You have to take into account the cost of housing, taxes, and energy, as well as food, etc. The raw income numbers are not very meaningful without look at the disposable income. Cost of living index for California is 142.3 Arkansas is 89.6.
In general terms, none of the people know jack-shit about which they speak. I cannot help recall Warren Buffett - "any company who has an economist on the payroll has at least one employee too many..." And moreso, Charlie Munger - "economists don't know a damned thing so they don't add a damned thing to the value of a company..." As that relates here, a guy paid to write fluffy things about Mississippi's economy would be falling down on the job he was paid to do if he didn't write fluffy things about it. What is technically accurate does not translate into meaningful on any level.
1:29 PM, can you imagine how powerful and positive the changes would have been had voters NOT been electing members of the Democrat purposeful Crime Party in cities like Jackson, MS and Bennie Thompson’s congressional district, for many, many decades?
The Democrat purposeful Crime Party creates these high crime poverty disaster areas then blames someone or something else. Malcom X warned us about what we would have with whitey Democrats…and Robert L “Bob” Woodward has told what did happen. But those poor ____ voters keeping touching that stove eye.
I live here. Stats either lie or it’s so bad, you don’t notice the improvement. When a penny stock doubles, it is still only worth 2 cents. Quality of life here sucks.
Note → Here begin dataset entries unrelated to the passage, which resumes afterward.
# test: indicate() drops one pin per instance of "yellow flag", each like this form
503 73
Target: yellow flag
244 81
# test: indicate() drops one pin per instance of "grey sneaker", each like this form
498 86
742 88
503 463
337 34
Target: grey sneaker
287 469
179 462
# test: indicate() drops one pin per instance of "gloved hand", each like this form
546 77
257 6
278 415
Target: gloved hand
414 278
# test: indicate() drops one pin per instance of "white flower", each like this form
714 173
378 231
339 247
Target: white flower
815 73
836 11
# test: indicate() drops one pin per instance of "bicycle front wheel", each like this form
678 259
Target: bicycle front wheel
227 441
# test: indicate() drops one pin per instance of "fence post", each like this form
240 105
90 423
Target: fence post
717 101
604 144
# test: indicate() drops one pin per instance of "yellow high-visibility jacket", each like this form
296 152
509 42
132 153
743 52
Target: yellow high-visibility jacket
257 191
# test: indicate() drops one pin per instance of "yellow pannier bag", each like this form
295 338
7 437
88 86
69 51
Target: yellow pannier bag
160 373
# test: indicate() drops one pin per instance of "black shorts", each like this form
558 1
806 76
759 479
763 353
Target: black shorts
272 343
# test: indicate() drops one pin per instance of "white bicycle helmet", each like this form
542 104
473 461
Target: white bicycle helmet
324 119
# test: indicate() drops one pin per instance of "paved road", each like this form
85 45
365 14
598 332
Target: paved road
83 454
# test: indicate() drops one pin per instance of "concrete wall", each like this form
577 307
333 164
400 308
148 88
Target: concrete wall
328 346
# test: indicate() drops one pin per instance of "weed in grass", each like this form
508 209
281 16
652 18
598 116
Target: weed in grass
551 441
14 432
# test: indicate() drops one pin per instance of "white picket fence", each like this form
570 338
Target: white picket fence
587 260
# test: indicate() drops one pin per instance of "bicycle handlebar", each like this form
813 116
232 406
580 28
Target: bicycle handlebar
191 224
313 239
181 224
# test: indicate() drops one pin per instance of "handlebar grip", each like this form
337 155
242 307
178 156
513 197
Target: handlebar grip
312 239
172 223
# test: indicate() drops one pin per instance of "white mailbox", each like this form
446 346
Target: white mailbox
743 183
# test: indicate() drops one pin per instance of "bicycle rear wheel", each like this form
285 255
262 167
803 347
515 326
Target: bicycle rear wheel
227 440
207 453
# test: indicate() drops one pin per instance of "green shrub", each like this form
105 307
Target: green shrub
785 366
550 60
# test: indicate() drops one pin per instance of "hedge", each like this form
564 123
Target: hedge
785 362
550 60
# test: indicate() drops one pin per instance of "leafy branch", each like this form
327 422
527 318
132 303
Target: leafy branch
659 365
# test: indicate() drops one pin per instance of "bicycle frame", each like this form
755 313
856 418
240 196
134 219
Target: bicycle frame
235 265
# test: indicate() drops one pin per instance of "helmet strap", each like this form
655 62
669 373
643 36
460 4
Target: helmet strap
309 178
Healthcare sucks. Eldercare sucks. Shopping sucks. Unless u are “in the club”, u are wasting ur time here. The only thing nice here is the countryside.
"...can you imagine how powerful and positive the changes would have been had voters NOT been electing members of the Democrat purposeful Crime Party in cities like Jackson, MS and Bennie Thompson’s congressional district, for many, many decades?"
Speaking of "many decades," I wonder how many know that Mississippi was Nixon's biggest win in 1972 but it went for Carter in 1976. Or that Trent Lott was a Democrat until 1972, as was his mentor Bill Colmer, and as was John Stennis. Unfortunately the vast majority in Mississippi then and now isn't really Dem or GOP, they are just ignorant and not interested in much more than their own immediate wants. Just exactly like the vast majority of those for whom they vote.